🤖 AI Summary
Existing identity-preserving video generation methods typically support only a single identity reference, struggle with multimodal inputs, and often produce blurry reconstructions with poor controllability due to insufficient identity information. To address these limitations, this work proposes AnyID, a novel framework featuring a unified identity representation architecture that flexibly integrates arbitrary visual references—such as face images, portrait sketches, or video clips.
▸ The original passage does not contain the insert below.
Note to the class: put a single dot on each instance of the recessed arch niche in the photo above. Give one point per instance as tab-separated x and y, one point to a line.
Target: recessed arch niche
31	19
Generation is guided by a primary reference anchor, while a differential prompting mechanism enables fine-grained, attribute-level control. Trained on large-scale data and further refined via reinforcement learning from human preferences, AnyID significantly outperforms existing approaches in both identity fidelity and prompt-driven controllability, enabling highly consistent video generation across diverse scenes and heterogeneous input formats.
📝 Abstract
Identity-preserving video generation offers powerful tools for creative expression, allowing users to customize videos featuring their beloved characters. However, prevailing methods are typically designed and optimized for a single identity reference. This underlying assumption restricts creative flexibility by inadequately accommodating diverse real-world input formats. Relying on a single source also constitutes an ill-posed scenario, causing an inherently ambiguous setting that makes it difficult for the model to faithfully reproduce an identity across novel contexts. To address these issues, we present AnyID, an ultra-fidelity identity-preservation video generation framework that features two core contributions. First, we introduce a scalable omni-referenced architecture that effectively unifies heterogeneous identity inputs (e.g., faces, portraits, and videos) into a cohesive representation. Second, we propose a primary-referenced generation paradigm, which designates one reference as a canonical anchor and uses a novel differential prompt to enable precise, attribute-level controllability. We conduct training on a large-scale, meticulously curated dataset to ensure robustness and high fidelity, and then perform a final fine-tuning stage using reinforcement learning. This process leverages a preference dataset constructed from human evaluations, where annotators performed pairwise comparisons of videos based on two key criteria: identity fidelity and prompt controllability. Extensive evaluations validate that AnyID achieves ultra-high identity fidelity as well as superior attribute-level controllability across different task settings.